In Step 2, we used the typical scikit-learn approach to train a machine learning model. First, we created the object of the DecisionTreeClassifier class (using all the default settings). Then, we fitted the model to the training data (we needed to pass both the features and the target), using the fit method. Lastly, we obtained the predictions by using the predict method. 

In Step 3, we evaluated the performance of the model. We used a custom function to display all the results. We will not go deeper into its specifics, as it is quite standard and is built using functions from the metrics module of scikit-learn. For a detailed description of the function, please refer to the accompanying GitHub repository.

The confusion matrix summarizes all possible combinations of the predicted values as opposed to the actual target. It has a structure that looks like the following:

TN | FP
-------
FN | TP

The values are as follows:

• True positive (TP): The model predicts a default, and the client defaulted.
• False positive (FP): The model predicts a default, but the client did not default.
• True negative (TN): The model predicts a good customer, and the client did not default.
• False negative (FN): The model predicts a good customer, but the client defaulted.

Using these values, we can further build multiple evaluation criteria:

• Accuracy ((TP + TN) / (TP + FP + TN + FN))—Measures the model's overall ability to correctly predict the class of the observation.
• Precision (TP / (TP + FP))—Out of all predictions of the positive class (in our case, the default), how many observations indeed defaulted.
• Recall (TP /(TP + FN))—Out of all positive cases, how many were predicted correctly. Also called sensitivity or the true positive rate.
• F-1 Score—A harmonic average of precision and recall. The reason for a harmonic mean instead of a standard mean is that it punishes extreme outcomes, such as precision = 1 and recall = 0, or vice versa.
• Specificity (TN / (TN + FP))—Measures what fraction of negative cases (clients without a default) actually did not default.
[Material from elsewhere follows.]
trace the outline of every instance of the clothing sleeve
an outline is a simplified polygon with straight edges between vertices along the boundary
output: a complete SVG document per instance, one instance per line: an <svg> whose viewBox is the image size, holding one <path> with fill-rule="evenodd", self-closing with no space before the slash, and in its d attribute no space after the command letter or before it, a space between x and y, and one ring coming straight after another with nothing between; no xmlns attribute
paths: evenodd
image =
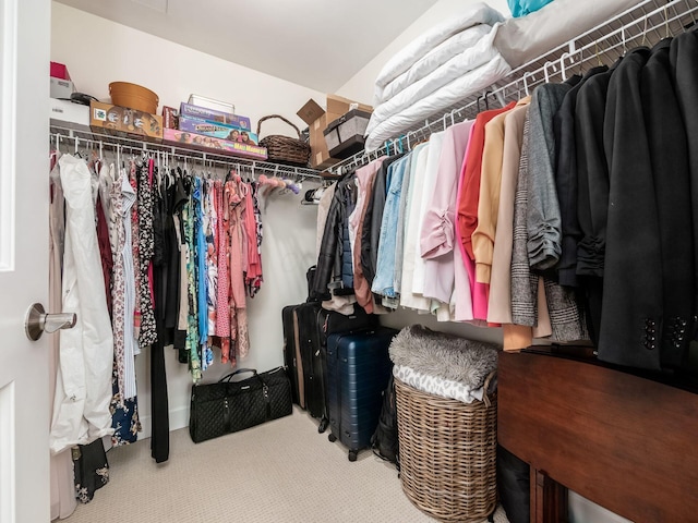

Understanding the subtleties behind these metrics is very important for the correct evaluation of the model's performance. Accuracy can be highly misleading in the case of class imbalance. Imagine a case when 99% of data is not fraudulent and only 1% is fraudulent. Then, a naïve model classifying each observation as non-fraudulent achieves 99% accuracy, while it is actually worthless. That is why, in such cases, we should refer to precision or recall. When we try to achieve as high precision as possible, we will get fewer false positives, at the cost of more false negatives. When optimizing for recall, we will achieve fewer false negatives, at the cost of more false positives. The metric on which we try to optimize should be selected based on the use case.
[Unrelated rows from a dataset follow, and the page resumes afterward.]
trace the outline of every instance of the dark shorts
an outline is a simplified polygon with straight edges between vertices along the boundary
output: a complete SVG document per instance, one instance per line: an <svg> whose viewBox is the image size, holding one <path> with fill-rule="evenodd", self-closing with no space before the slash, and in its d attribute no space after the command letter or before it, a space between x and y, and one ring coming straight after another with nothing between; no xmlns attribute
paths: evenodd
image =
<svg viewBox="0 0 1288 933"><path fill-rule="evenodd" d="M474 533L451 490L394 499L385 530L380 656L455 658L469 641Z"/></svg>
The second plot contains the Receiver Operating Characteristic (ROC) curve. The ROC curve presents a trade-off between the true-positive rate and the false-positive rate for different probability thresholds. A probability threshold determines the predicted probability above which we decide that the observation belongs to the positive class (by default, it is 50%). The ideal point is (0, 1), and a skillful model's curve would be as close to it as possible. On the other hand, a model with no skill will have a line close to the diagonal (45°) line.
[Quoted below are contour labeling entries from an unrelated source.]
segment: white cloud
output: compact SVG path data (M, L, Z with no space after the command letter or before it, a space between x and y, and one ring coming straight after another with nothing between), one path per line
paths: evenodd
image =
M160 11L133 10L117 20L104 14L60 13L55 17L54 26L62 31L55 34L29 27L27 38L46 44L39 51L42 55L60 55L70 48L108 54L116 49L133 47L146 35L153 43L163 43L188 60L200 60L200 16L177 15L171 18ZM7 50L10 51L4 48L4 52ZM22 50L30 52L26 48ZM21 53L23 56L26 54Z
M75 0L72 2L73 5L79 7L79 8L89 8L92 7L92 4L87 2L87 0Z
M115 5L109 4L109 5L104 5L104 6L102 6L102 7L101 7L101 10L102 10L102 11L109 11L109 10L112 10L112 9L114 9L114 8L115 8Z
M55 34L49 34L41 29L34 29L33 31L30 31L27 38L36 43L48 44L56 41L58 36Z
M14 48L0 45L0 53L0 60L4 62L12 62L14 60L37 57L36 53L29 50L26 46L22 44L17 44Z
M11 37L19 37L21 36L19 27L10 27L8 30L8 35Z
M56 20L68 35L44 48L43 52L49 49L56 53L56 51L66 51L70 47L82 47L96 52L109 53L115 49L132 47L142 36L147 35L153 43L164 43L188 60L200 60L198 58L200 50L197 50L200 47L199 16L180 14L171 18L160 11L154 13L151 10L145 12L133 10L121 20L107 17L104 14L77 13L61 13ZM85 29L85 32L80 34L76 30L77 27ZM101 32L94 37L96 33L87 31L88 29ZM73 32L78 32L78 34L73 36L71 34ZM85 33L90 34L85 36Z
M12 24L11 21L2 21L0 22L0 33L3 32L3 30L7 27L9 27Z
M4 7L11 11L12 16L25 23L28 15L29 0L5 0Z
To summarize the performance of a model with one number, we can look at the area under the ROC curve (AUC). It is a metric with values between 0.5 (no skill) and 1 (ideal model). We can interpret the AUC in probabilistic terms. An AUC of 75% means that, if we randomly take two observations from the predictions, with a 75% probability they will be ordered in the correct way. This also explains the minimal AUC of 0.5, as a random model will result in a 50% probability of being correctly ordered.

Lastly, we may use the ROC curve to select a threshold that results in an appropriate balance between false positives and false negatives.

In Step 4, we visualized the decision tree. We started by retraining a tree, this time with a maximum depth of 3. This way, we ensured that the image was readable. We used the export_graphviz function to create a dot file containing the visualized tree and captured it using StringIO. This way, we avoided storing a copy of the file on the HDD. Then, we recovered the file, using the getvalue method, and created the graph inside Jupyter Notebook.